Not only a celebration of a beautiful life, this reading, if it is anything like the two that have proceeded it, will be a continuation of the communion that Mev’s legacy demands of those who read her words and view her photographs.

It might seem insignificant to some, but this kind of event is unique even at a place like SLU in that it radiates a compassion stronger than any prejudice, a patience that could cool any anger.

When we think of courageous underdogs, folks like Gandhi and Martin Luther King, Jr., often come to mind. Yet in a small way, the little acts of community building we engage in can be just as powerful, can just as completely change the lives of those around us by emiting hope and purpose in a seemingly-bleak world.

Two years ago, Chmiel spent 10 weeks in occupied Palestine. Upon returning to St. Louis, he gave a talk about his experience, in which he invoked John Donne’s famous “Meditation XVII.”

He sounded a single chime on a small bell, then let the tolling fade into the silence of the room.

Then he reminded us: “never send to know for whom the bell tolls; It tolls for thee.”

It’s a lesson that has stuck with me ever since-and one that will surely take me years to comprehend, let alone live.

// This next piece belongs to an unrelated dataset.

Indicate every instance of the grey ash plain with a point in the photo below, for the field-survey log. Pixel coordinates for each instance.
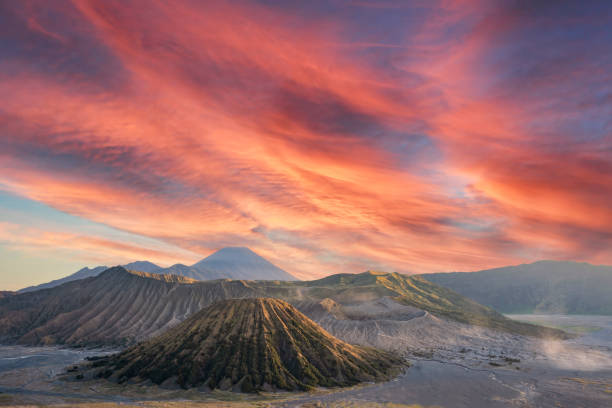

Yet I have complete faith that each of us can strive to find that part in us that is connected to the larger human family, that part that states, as Donne did, “any mans death diminishes me, because I am involved in Mankinde.”

In short, we can all work in our own ways to fasten the bonds of compassion.

As Mev wrote, “I truly believe that my camera is an instrument of communication that can help build community.”

Most of us won’t be leading any great social movements this afternoon-or anytime soon, for that matter-but we can engage great tasks in little ways, one of which is attending what will surely be an energizing event-this reading that will remind us life is not about a single voice crying out in isolation, a single face floating through unfamiliar crowds, but a chorus whose members complement each other, a congregation of individuals who each mean something special to each other, and to the whole-which, if we look hard enough, encompasses every human being.